2015年07月31日号

マイナンバーの心配


 マイナンバー制度というのが、来年1月から始まるのだという。給料を貰ったり支給するにも、税金を納めるにも、年金や健康保険、例えば児童手当など福祉関係の各手続きにも、すべてにマイナンバーが必要になるのだそうだ。マイナンバーは「住民票を有する全ての方に1人1つの番号を付して、社会保障、税、災害対策の分野で効率的に情報を管理し、複数の機関に存在する個人の情報が同一人の情報であることを確認するために活用されるものです」と政府は説明している。


 今年10月から、一生使うことになる個人番号(いわゆるマイナンバーで12桁の数字)を記載した「通知カード」を、各市町村が赤ちゃんからお年寄りまで1人ひとり住民票の住所に簡易書留を使って送付する予定。マイナンバーは、漏えいなどして不正使用される恐れがある場合を除いて、番号は一生変わらない。きわめて重要な個人情報になる。希望する人は、この通知カードを自治体の窓口へ持ち込んで新たに申請手続きすることで、顔写真つきのICカード「個人番号カード」に切り替えることができ、それが公的な身分証明書にもなって、証明書を取ったりするさまざまな手続きも簡単になるという(住民基本台帳カードは発行終了)。


 昔、国民1人ひとりの管理を目指した“国民総背番号制”というのが、国民の大反対に遭(あ)った記憶がある。政府が導入を模索し始めたのは、昭和40年代の中ごろ佐藤内閣の時代。個人が必要以上に国に管理される恐ろしさを戦前の体験で思い知らされていた大人たちが、強硬に反対していたのを覚えている。そして半世紀、似たような制度が“マイナンバー”というちょっとおしゃれな名前で、いつの間にかすんなり実現することになった。

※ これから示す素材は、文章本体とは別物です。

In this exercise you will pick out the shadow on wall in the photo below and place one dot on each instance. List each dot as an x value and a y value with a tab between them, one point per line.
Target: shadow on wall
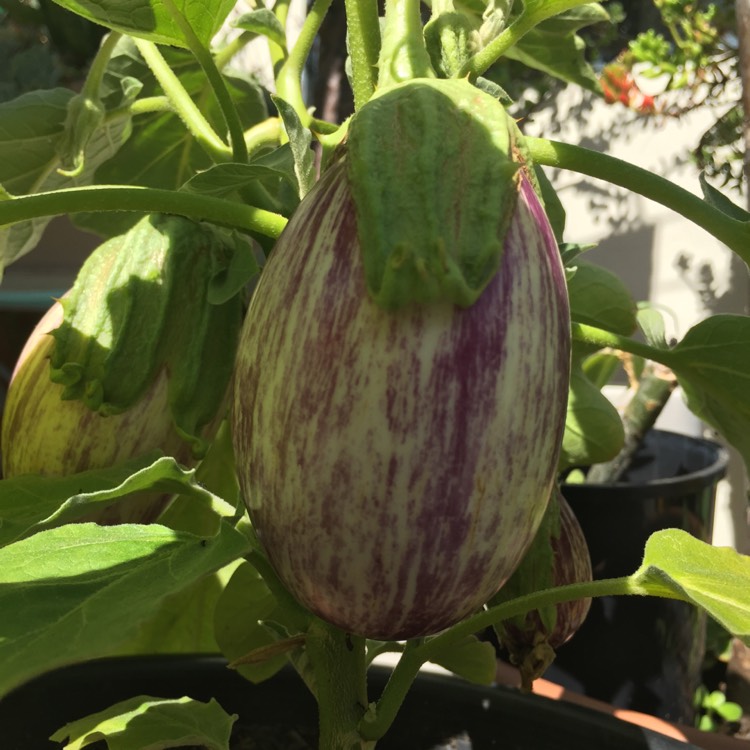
630	256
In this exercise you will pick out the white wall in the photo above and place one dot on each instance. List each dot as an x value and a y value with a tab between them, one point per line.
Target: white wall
660	255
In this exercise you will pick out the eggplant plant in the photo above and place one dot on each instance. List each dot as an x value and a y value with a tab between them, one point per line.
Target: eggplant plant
356	378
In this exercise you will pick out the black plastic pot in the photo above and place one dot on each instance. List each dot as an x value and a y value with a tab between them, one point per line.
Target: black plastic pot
644	654
439	713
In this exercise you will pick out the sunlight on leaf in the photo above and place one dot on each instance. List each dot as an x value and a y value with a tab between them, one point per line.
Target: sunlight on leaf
146	723
88	587
677	565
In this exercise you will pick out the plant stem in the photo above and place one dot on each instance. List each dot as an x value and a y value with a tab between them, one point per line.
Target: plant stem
338	662
264	134
150	104
489	55
732	232
376	724
289	78
278	53
363	27
403	55
653	392
182	104
148	200
206	61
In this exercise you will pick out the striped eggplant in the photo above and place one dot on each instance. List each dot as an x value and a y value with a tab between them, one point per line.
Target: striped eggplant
558	556
137	357
44	434
397	460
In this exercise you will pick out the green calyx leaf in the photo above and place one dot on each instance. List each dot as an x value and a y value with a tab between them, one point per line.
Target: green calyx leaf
435	185
143	302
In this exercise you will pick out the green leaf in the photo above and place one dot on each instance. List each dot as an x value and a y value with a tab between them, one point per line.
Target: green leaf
300	139
245	604
31	503
676	565
712	364
553	47
31	129
151	19
88	587
147	723
222	180
243	266
264	23
651	323
718	200
183	622
598	297
161	152
472	659
729	711
593	428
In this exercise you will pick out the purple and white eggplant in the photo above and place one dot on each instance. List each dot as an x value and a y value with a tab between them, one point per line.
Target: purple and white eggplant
396	463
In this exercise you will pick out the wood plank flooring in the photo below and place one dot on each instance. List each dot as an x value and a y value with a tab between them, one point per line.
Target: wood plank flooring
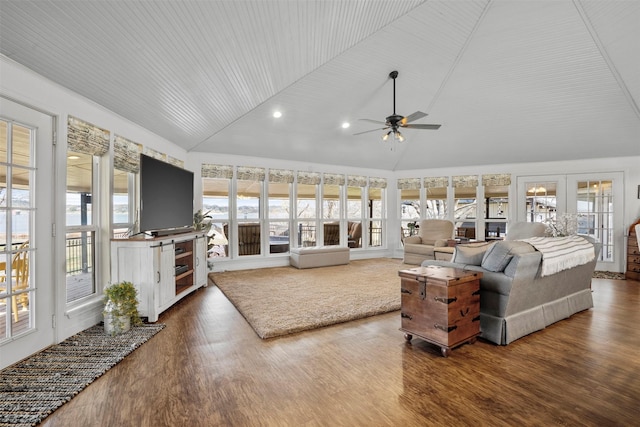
209	368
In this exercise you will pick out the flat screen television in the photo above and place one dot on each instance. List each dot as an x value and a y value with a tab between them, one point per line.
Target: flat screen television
166	197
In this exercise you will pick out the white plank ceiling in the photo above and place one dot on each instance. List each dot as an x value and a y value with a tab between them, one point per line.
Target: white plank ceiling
510	81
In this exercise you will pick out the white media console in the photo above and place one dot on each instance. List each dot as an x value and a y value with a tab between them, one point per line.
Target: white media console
163	269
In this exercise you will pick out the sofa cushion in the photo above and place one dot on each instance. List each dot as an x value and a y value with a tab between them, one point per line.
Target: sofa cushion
498	256
471	254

 確かに手続きなどには便利になるのだろう。収入も臨時の稼ぎに至るまできっちり捕捉されてしまうから、それが細かく税や社会保障の収入差対応などに結びつく。効率的な管理・行政運営ができるから国にとっては都合がいいし、使い方次第ではその資産・経歴まで国民1人ひとりを丸裸にできる手段を、国は手に入れることになる。一方で、マイナンバーの漏えい、悪用への不安もふくらんでいる。マイナンバーが何かわからない高齢者も多い気がする。いろんな事情でマイナンバーを貰えず、働くことができなくなる人もいるのではないか。実際どういう問題が起こってくるのか、まだまだわからない。


 管理される冷たい社会に向かわなければいいけれど…そんな心配が頭をかすめる。